Amends the William Wilberforce Trafficking Victims Protection Reauthorization Act of 2008 to declare that any unaccompanied alien child (UAC) who has not been a victim of a severe form of trafficking in persons or does not have a credible fear of persecution on returning to his or her country of nationality or of last habitual residence shall be: (1) placed in removal proceedings, (2) eligible for voluntary departure at no cost to the child, and (3) provided with access to counsel. (Currently such expedited removal requirements apply only to unaccompanied children from countries that are contiguous to the United States.)
Directs the Secretary of State to negotiate agreements regarding the repatriation of children with Canada, El Salvador, Guatemala, Honduras, Mexico, and any other appropriate foreign country. (Currently such agreements are to be negotiated between the United States and countries contiguous to the United States.)
Requires a UAC to be placed within seven days of initial screening in a proceeding to expedite due process and screening.
Prohibits removal of a UAC from U.S. custody during preliminary proceedings until repatriation or unless placed in removal proceedings.
Amends the Immigration and Nationality Act to establish a proceeding to expedite due process and screening for UACs. Requires an immigration judge to:
- conduct a proceeding to inspect and determine the status of a UAC who applies for U.S. admission not later than 7 days after initial screening,
- determine within 72 hours of the proceeding's conclusion whether a UAC is likely to be admissible (or eligible for relief from removal) or is lawfully present in the United States, and
- place a UAC in further proceedings if such conditions have been met or order a UAC removed from the United States without further hearing or review unless there is a claim of asylum or a fear of persecution.
- if a UAC intends to make a claim of asylum or fear of persecution he or she shall be referred to an asylum officer who shall determine in an interview whether there is a credible fear of persecution;
- if there is no credible fear of persecution a UAC shall be ordered removed without further hearing or review; and
- a UAC shall be held in protective Department of Health and Human Services (HHS) custody pending a final determination of credible fear of persecution, or removal.

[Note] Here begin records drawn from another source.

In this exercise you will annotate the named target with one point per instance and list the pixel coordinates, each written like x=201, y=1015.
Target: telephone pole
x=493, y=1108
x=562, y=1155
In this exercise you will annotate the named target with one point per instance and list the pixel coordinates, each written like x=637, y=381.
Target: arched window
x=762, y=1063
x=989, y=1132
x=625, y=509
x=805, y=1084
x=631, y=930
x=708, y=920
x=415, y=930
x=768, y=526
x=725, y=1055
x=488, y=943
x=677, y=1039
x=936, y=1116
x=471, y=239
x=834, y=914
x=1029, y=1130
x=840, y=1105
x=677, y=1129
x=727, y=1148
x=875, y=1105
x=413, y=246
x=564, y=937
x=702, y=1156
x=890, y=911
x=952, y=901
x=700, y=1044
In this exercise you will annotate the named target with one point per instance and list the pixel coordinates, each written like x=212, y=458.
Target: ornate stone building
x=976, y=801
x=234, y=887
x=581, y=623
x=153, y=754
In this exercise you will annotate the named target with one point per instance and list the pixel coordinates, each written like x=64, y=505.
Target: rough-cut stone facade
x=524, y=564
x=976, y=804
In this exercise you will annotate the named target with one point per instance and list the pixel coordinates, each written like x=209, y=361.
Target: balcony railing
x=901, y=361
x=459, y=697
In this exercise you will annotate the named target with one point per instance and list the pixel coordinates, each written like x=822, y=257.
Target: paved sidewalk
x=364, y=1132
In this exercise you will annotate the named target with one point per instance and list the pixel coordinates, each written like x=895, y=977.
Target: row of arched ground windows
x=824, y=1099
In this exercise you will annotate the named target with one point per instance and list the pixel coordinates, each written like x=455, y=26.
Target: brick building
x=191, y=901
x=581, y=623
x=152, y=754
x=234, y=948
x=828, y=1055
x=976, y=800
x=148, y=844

Sets forth due process protections for UACs, including protective HHS custody.
Directs the Attorney General (DOJ) to hire or reassign up to 40 immigration judges to conduct expedited inspection and screening of UACs.
Prohibits the Secretary of HHS from placing a UAC in the custody of an individual who has been convicted of a sex offense or a crime involving a severe form of trafficking in persons. Requires related biometric criminal background checks.
Declares that, if the governor of a state deploys National Guard personnel in response to the apprehension of 6,000 or more UACs who are nationals of countries other than Canada or Mexico, the Secretary of Defense (DOD) shall reimburse the state for any expenses incurred as a result of such deployment.
Directs the Federal Emergency Management Agency (FEMA) to enhance law enforcement preparedness, humanitarian responses, and operational readiness along the southern border through Operation Stonegarden.
Authorizes National Guard personnel who are deployed to conduct homeland defense activities near an international border to detain any person, and transfer such person to the custody of U.S. Border Patrol or another federal law enforcement agency, if there is probable cause that such person has violated federal law regarding immigration, drug trafficking, human trafficking, or terrorism.